Auch bei den seit dem 01. Januar 2008 vorgesehen Veröffentlichungen der Qualitätsberichte der Heimaufsicht in den Stadt- und Landkreisen besteht noch dringender Nachbesserungsbedarf. Gegenwärtig sind die Prüfinhalte der Heimaufsichten in den einzelnen Stadt- und Landkreisen inhaltlich nicht deckungsgleich und damit für den Verbraucher nicht transparent und vergleichbar. Darüber hinaus entstehen erhebliche Wiedersprüche bei der Bewertung identischer Sachverhalte und unterschiedliche Prüfergebnisse sind die Folge. Das führt zu einem falschen oder widersprüchlichen Eindruck der Pflegequalität einer Einrichtung.

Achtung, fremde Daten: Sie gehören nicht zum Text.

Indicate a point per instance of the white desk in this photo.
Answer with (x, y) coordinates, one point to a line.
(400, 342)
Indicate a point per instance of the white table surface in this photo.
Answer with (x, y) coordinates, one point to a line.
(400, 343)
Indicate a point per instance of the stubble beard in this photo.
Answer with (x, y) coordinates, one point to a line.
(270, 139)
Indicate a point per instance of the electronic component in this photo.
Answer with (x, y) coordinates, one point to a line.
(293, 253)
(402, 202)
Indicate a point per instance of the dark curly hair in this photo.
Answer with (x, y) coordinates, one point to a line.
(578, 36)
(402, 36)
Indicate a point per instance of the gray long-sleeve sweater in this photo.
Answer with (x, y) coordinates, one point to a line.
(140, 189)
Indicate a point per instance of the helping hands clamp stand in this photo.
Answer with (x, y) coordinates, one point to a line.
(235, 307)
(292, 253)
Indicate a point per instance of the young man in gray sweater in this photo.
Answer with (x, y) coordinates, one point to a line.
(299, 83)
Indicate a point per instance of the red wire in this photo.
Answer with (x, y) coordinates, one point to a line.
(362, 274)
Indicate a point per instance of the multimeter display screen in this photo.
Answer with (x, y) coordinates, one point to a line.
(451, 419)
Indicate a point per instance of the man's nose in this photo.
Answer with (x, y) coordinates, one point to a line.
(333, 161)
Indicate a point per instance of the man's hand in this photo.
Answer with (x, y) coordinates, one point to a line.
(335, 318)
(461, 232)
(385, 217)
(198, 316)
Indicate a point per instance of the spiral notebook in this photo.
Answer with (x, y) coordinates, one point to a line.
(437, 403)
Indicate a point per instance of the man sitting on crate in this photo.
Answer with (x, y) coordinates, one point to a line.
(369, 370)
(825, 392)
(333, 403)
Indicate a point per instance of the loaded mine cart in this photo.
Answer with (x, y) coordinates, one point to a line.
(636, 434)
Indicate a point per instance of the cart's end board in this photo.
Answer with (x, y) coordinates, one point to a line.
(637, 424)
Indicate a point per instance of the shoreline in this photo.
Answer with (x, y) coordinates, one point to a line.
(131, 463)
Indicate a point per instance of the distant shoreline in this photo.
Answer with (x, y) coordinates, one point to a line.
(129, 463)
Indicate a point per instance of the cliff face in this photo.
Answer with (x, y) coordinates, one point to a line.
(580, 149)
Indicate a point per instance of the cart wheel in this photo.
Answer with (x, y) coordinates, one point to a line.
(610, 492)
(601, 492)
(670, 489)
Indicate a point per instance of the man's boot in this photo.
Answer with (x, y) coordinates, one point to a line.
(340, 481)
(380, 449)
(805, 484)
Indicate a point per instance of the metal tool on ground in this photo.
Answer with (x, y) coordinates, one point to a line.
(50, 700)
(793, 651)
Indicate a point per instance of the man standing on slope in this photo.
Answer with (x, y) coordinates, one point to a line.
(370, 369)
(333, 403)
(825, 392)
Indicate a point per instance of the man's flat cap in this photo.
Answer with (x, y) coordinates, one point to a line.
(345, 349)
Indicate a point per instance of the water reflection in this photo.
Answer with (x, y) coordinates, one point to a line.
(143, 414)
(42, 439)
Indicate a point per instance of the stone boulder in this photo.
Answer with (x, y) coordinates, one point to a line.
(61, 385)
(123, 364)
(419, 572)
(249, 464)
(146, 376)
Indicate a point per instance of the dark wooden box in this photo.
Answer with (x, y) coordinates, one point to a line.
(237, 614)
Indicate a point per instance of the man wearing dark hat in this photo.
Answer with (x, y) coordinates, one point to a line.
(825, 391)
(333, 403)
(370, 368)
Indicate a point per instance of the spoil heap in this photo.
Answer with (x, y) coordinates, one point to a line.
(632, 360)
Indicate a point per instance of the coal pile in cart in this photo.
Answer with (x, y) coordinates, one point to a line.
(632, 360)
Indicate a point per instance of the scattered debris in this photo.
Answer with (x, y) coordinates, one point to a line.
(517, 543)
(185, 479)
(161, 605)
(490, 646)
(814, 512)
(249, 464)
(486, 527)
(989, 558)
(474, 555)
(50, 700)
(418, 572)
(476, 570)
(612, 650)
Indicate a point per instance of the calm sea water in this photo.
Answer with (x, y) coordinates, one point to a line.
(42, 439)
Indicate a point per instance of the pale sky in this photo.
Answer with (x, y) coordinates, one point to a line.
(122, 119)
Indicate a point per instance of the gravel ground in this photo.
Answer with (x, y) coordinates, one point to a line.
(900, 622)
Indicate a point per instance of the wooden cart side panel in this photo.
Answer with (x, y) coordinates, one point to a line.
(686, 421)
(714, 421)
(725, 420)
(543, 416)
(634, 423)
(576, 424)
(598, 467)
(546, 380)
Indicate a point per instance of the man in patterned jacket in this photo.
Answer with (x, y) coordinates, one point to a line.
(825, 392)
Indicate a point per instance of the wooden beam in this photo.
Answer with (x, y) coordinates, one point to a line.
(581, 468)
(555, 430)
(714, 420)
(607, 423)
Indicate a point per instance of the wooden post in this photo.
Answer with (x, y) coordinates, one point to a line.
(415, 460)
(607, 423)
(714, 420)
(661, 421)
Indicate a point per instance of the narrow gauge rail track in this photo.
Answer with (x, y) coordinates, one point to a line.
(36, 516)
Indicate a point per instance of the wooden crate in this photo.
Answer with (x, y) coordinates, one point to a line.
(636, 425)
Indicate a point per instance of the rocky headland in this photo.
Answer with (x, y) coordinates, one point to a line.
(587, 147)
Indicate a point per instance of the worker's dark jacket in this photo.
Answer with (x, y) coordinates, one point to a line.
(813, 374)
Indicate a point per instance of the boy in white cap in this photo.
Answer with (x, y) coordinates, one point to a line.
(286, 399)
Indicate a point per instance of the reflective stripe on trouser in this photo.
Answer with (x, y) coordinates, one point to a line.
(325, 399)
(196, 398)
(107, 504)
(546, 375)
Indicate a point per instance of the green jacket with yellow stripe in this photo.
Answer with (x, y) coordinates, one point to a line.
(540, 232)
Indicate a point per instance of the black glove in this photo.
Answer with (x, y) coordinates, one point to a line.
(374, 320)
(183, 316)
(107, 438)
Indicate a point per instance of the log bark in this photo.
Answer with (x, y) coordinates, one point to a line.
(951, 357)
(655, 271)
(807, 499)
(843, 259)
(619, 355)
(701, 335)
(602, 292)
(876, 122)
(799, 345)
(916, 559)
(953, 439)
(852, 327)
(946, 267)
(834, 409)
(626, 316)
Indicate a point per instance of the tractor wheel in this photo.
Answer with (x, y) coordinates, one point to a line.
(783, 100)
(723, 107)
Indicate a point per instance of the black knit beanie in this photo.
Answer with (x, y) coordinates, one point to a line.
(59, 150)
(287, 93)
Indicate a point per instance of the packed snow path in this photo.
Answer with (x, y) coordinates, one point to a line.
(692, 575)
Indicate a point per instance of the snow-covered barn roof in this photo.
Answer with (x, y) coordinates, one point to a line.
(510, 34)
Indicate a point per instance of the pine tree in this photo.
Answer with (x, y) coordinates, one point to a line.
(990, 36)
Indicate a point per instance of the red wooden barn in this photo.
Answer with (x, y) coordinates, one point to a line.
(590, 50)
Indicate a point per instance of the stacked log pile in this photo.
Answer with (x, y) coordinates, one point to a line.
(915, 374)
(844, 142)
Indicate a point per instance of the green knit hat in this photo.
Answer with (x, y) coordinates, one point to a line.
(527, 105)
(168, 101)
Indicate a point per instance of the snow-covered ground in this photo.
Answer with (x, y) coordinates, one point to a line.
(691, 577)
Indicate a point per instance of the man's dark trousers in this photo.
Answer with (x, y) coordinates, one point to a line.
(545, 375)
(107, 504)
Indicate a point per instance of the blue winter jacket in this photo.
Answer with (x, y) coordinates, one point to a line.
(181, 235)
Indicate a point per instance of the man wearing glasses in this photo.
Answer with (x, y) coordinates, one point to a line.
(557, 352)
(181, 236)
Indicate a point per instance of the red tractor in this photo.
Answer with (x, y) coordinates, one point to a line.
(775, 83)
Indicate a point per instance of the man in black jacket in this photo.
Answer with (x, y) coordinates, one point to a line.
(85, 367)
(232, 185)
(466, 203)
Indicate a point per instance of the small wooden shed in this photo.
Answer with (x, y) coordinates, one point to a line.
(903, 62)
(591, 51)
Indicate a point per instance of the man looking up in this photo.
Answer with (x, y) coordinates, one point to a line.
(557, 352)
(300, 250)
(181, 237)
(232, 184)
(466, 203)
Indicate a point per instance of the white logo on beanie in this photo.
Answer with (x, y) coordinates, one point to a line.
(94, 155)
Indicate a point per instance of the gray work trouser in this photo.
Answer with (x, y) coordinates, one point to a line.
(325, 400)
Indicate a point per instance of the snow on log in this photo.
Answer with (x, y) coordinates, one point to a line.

Der Paritätische Wohlfahrtsverband Baden Württemberg fordert deshalb von der Landesregierung einen Kurswechsel und zukünftig Doppelprüfungen von Heimaufsichten und MDK zu vermeiden. Im Rahmen der Regelungen und Vereinbarungen über die Zusammenarbeit von MDK und Heimaufsicht ist es unbedingt erforderlich, im Sinne eines arbeitsteiligen ineinandergreifenden Vorgehens, die jeweiligen Prüfinhalte systematisch gegeneinander abzugrenzen. So kann aus einer ineffizienten Doppelprüfung eine gemeinsame effiziente Qualitätsprüfung werden. Denn nur durch eine Entbürokratisierung des Prüfgeschehens können die Pflegekräfte im Sinne des Verbrauchers mehr Zeit für die individuelle Pflege und Betreuung der Pflegebedürftigen aufbringen.